Du point de vue économique, la Roumanie fit partie de la « sphère d’intérêts » allemande alors que la Suisse se trouva à la merci de son plus puissant voisin. Le facteur allemand commença graduellement à influencer les relations roumano-suisses. Grâce à ses atouts économiques et à sa réputation, la Suisse réussit à faire avancer ses intérêts sur le marché roumain. Dès novembre 1938, 10 % de la valeur des exportations roumaines envers la Suisse furent destinés au paiement des fournitures militaires suisses. Dès mai 1939, 30% des devises fortes

étaient mises à la libre disposition des fournisseurs roumains. Dès septembre, la Roumanie devint une source majeure de ravitaillement de la Suisse dans la perspective de l’extension de la guerre en Europe. En novembre, les Suisses furent amenés à faire d’autres concessions aux Roumains, dont l’augmentation de la quantité des devises libres et l’utilisation des francs suisses provenant des opérations commerciales bilatérales pour l’achat des produits sur des marchés tiers. En revanche, la Roumanie devint l’un des principaux fournisseurs de maïs et de pétrole de la Suisse. Partant, le conflit d’intérêts helvético-allemands sur le marché roumain va s’intensifier par la suite.

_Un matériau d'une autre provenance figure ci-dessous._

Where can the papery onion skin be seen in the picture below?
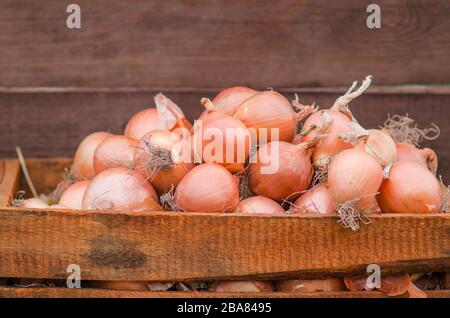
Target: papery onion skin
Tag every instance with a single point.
(331, 144)
(72, 197)
(83, 162)
(410, 188)
(114, 151)
(259, 205)
(294, 173)
(318, 200)
(311, 286)
(381, 146)
(163, 175)
(425, 157)
(269, 110)
(207, 188)
(221, 139)
(354, 175)
(241, 287)
(119, 189)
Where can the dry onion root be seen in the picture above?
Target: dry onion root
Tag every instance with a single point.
(405, 130)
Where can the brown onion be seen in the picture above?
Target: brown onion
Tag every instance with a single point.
(311, 286)
(242, 287)
(83, 162)
(114, 151)
(281, 171)
(207, 188)
(409, 188)
(157, 158)
(260, 205)
(316, 200)
(72, 197)
(425, 157)
(120, 189)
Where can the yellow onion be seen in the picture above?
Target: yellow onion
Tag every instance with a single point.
(425, 157)
(83, 162)
(381, 146)
(241, 287)
(409, 188)
(118, 189)
(207, 188)
(281, 170)
(222, 139)
(114, 151)
(228, 100)
(311, 286)
(259, 205)
(159, 158)
(72, 197)
(269, 110)
(316, 200)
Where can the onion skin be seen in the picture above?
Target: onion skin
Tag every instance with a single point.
(207, 188)
(114, 151)
(72, 197)
(221, 139)
(425, 157)
(269, 110)
(83, 162)
(354, 175)
(317, 200)
(242, 287)
(410, 188)
(293, 175)
(381, 146)
(311, 286)
(259, 205)
(331, 144)
(163, 179)
(120, 189)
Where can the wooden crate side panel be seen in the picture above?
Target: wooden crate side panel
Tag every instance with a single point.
(285, 43)
(155, 246)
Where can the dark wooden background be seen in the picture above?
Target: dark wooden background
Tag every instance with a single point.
(57, 85)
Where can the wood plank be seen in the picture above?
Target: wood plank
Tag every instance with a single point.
(287, 43)
(9, 180)
(12, 292)
(51, 124)
(155, 246)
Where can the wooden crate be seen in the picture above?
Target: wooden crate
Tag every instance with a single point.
(176, 246)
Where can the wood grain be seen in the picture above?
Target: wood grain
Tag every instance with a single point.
(200, 43)
(11, 292)
(164, 246)
(52, 123)
(9, 180)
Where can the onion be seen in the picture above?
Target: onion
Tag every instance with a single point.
(311, 286)
(166, 116)
(114, 151)
(83, 162)
(157, 158)
(425, 157)
(222, 139)
(207, 188)
(281, 171)
(268, 111)
(120, 189)
(409, 188)
(72, 197)
(228, 100)
(241, 287)
(260, 205)
(316, 200)
(354, 178)
(381, 146)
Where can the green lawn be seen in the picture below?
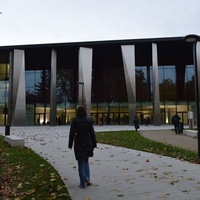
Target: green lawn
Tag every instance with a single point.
(133, 140)
(25, 175)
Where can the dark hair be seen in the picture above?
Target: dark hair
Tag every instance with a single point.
(81, 110)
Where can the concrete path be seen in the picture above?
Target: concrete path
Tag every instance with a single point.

Les représentants de la légation roumaine saisirent clairement les enjeux médiatiques internationaux en Suisse, ainsi que la nécessité d’y organiser un service roumain de propagande, plusieurs centres de presse et d’adopter d’autres mesures de circonstance. Pourtant ils n’eurent aucun écho à Bucarest. Par rapport à l’offensive des propagandes hongroise et bulgare en Suisse, la propagande roumaine n’avait ni d’objectifs, ni de personnel qualifié, ni d’agents de presse.

La Suisse jouissait d’une image positive dans les milieux journalistiques, politiques et intellectuels roumains. A cela, une certaine contribution avait été apportée par les émigrés suisses et le chef de la légation suisse en Roumanie. Toutefois, la maison suisse, qui se voulait un pilier de la fondation « Pro Helvetia » et un centre de rayonnement culturel de la Suisse en Roumanie, se limita au maintien des relations entre les émigrés suisses et leur pays d’origine.